Другой путь —идея неустранимого, хотя и опосредованного, при­сутствия в тексте автора, который выражает собственную позицию через сопоставление разных «версий самого себя» — таких, как «скры­тый автор» и «недостоверный рассказчик»1, или же разных «субъектных форм», таких, как «носитель речи, не выявленный, не названный, растворенный в тексте», т. е. «повествователь (порой его называют автором)», и «носитель речи, открыто организующий своей личностью весь текст», т. е. «рассказчик»2. Ясно, что при таком подходе один и тот же тип субъекта может сочетаться с разными грамматическими формами организации высказывания. Например, субъект «сказа», безусловно, должен квалифицироваться как рассказчик, независимо от того, ведется ли рассказ от первого или от третьего лица (в «Левше» Н.С. Лескова, кстати, избран второй вариант). Но в этом подходе есть собственное не вполне оправданное ограничение: весь текст считается выдержанным в смысловой перспективе одного (авторского) сознания. Между тем возможны и доминирование перспективы главного персонажа —при том, что она не совпадает с авторской («журнал» Печорина или «Записки из подполья»), и преимущество точек зрения целого ряда героев над любым возмож­ным восприятием событий и поступков извне (например, в «поли­фоническом романе» Ф.М. Достоевского). К структурам подобного типа предложенные трактовки понятий «повествователь» и «рассказ­чик» без существенных корректив не применимы.

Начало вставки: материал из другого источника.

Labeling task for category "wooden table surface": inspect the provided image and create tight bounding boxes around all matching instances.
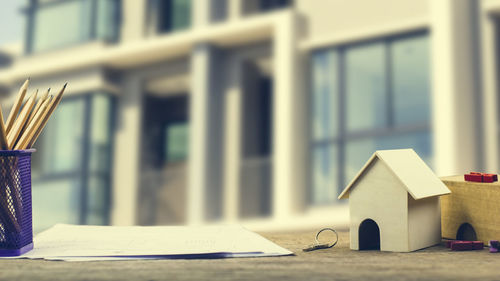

Третий путь — характеристика важнейших типов «повествователь­ных ситуаций», в условиях которых функция рассказывания осущест­вляется различными субъектами. В этом, наиболее плодотворном, на наш взгляд, направлении бесспорный приоритет принадлежит работам Ф.К. Штанцеля. Поскольку идеи ученого о трех типах упомянутых ситуаций неоднократно излагались, акцентируем —опираясь на ав­торский самоанализ в «Теории повествования» (Stanzel F.K. Theorie des Erzahlens. Gottingen, 1991) —некоторые более общие и важные мо­менты. Во-первых, здесь противопоставлены «повествование в собст­венном смысле посредничества» и «изображение, т. е. отражение вымышленной действительности в сознании романного персонажа, при котором у читателя возникает иллюзия непосредственности его наблюдения за вымышленным миром». Соответственно, фиксируется полярность «повествователя (в личной или безличной роли) и рефлек­тора». Отсюда видно, что к проблеме повествования у Ф.К. Штанцеля прямо относятся две «ситуации»: «аукториальная» и «я-ситуация», субъектов, которых он обозначает с помощью терминов «повествова­тель» и «я-повествователь». Во-вторых, учитывая традиционную ин­терпретацию форм грамматического лица в речи повествователя и общепринятое различение основных вариантов «перспективы» (внут­ренняя и внешняя точки зрения), он придает кроме того принципи­альное значение «модусу», т. е. «идентичности или неидентичности области бытия (Seinsbereiche) повествователя и характеров». «Я-пове­ствователь» «живет в том же мире, что и другие персонажи романа», тогда как аукториальный повествователь «существует вне вымышлен­ного мира»1. Таким образом, несмотря на различие в терминологии, ясно, что исследователь имеет в виду именно те два типа повествующих субъектов, которые в нашей традиции принято называть повествова­телем и рассказчиком.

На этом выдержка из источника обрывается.